François Picard dá as boas-vindas a Peter Apps, comentarista de defesa global, que escreve uma coluna quinzenal para a Reuters sobre segurança nacional, conflito, assuntos internacionais e tecnologia. Em vez de apresentar o estado actual das tensões EUA-Irão como uma mudança binária entre guerra e paz, Apps descreve uma realidade mais fluida e volátil, onde o cessar-fogo e a escalada se desenrolam simultaneamente: “ambos (o conflito e as negociações) continuarão a decorrer”. No centro desta crise, o Estreito de Ormuz surge não apenas como um ponto de estrangulamento crítico para o comércio e o transporte marítimo global, mas como um campo de batalha de narrativas e percepções, onde “ambos os lados estão a tentar torná-lo o mais opaco possível”.

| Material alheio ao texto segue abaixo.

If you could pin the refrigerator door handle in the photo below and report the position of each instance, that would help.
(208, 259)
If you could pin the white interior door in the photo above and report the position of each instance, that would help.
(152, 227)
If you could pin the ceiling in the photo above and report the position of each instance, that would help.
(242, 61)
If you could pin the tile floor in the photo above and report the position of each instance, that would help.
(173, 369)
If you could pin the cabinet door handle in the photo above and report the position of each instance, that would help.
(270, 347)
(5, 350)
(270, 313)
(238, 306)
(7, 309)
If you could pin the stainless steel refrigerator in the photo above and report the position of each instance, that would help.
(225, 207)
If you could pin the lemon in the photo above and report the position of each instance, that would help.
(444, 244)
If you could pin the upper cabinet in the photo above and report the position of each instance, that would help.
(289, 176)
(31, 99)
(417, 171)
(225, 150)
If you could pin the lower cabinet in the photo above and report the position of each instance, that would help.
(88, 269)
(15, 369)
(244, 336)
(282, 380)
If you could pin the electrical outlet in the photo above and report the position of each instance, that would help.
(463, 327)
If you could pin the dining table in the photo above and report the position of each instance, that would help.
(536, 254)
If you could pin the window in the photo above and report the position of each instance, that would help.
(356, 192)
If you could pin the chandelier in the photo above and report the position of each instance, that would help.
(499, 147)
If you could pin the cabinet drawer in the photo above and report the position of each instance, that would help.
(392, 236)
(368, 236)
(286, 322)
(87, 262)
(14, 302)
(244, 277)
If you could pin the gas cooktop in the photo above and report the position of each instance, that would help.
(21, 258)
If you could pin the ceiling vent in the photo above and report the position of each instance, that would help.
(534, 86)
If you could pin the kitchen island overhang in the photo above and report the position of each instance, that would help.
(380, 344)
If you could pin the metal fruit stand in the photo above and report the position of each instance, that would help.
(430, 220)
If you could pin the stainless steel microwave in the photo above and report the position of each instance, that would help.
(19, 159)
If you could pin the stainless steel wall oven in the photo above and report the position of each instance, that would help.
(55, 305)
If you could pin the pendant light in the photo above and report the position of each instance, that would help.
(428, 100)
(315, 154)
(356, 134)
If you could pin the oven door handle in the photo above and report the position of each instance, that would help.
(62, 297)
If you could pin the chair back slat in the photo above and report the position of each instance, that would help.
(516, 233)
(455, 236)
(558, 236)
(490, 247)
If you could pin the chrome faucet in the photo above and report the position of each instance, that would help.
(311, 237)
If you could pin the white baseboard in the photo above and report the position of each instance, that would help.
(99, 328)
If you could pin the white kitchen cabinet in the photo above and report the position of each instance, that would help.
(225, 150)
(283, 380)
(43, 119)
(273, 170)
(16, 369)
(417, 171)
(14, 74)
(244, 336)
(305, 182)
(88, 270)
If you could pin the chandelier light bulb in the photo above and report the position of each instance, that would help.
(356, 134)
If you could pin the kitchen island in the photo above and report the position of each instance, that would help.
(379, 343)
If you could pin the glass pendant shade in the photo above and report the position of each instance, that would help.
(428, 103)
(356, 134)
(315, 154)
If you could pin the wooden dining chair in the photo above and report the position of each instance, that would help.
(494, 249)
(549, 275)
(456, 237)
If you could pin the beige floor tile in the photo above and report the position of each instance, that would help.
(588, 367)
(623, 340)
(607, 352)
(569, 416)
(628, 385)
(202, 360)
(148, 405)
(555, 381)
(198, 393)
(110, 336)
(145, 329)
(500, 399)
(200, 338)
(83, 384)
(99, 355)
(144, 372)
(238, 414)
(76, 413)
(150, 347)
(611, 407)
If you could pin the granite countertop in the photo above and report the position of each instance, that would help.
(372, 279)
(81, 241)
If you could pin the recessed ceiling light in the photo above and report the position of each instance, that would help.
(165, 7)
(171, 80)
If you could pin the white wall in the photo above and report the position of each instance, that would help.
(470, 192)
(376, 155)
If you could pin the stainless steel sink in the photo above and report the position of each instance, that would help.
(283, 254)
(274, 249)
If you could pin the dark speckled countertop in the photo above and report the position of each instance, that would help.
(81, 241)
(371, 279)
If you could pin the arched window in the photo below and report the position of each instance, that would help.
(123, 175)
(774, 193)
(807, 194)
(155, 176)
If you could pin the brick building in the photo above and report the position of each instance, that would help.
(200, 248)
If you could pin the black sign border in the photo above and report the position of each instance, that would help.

O controlo, neste sentido, estende-se para além do poder militar, abrangendo a formação da narrativa e do risco. Apps também ressalta o crescente peso diplomático da China, posicionamento Pequim como um árbitro potencial, embora não neutro. Qualquer esforço para restaurar a estabilidade nas rotas comerciais marítimas, sugere ele, pode ter um custo estratégico, com Taiwan aparecendo como moeda de troca central: “eles vão querer algo em troca. E o que querem em troca pode muito bem ser o recuo dos EUA em relação a Taiwan”.

O nosso convidado destaca ainda a postura cada vez mais assertiva dos EAU, que ele descreve como “o mais individualista” entre as potências regionais, prosseguindo o seu próprio rumo estratégico enquanto navega numa rede densa e muitas vezes desconfortável de alianças. Em última análise, Apps retrata uma mistura volátil de dissuasão, sinalização e negociação. Nas suas palavras, a região está a “dançar para fora deste campo minado em direcção a algum tipo de acordo”: um processo frágil onde quaisquer passos em falso podem rapidamente sair do controlo, passando do caos coreografado para uma escalada total.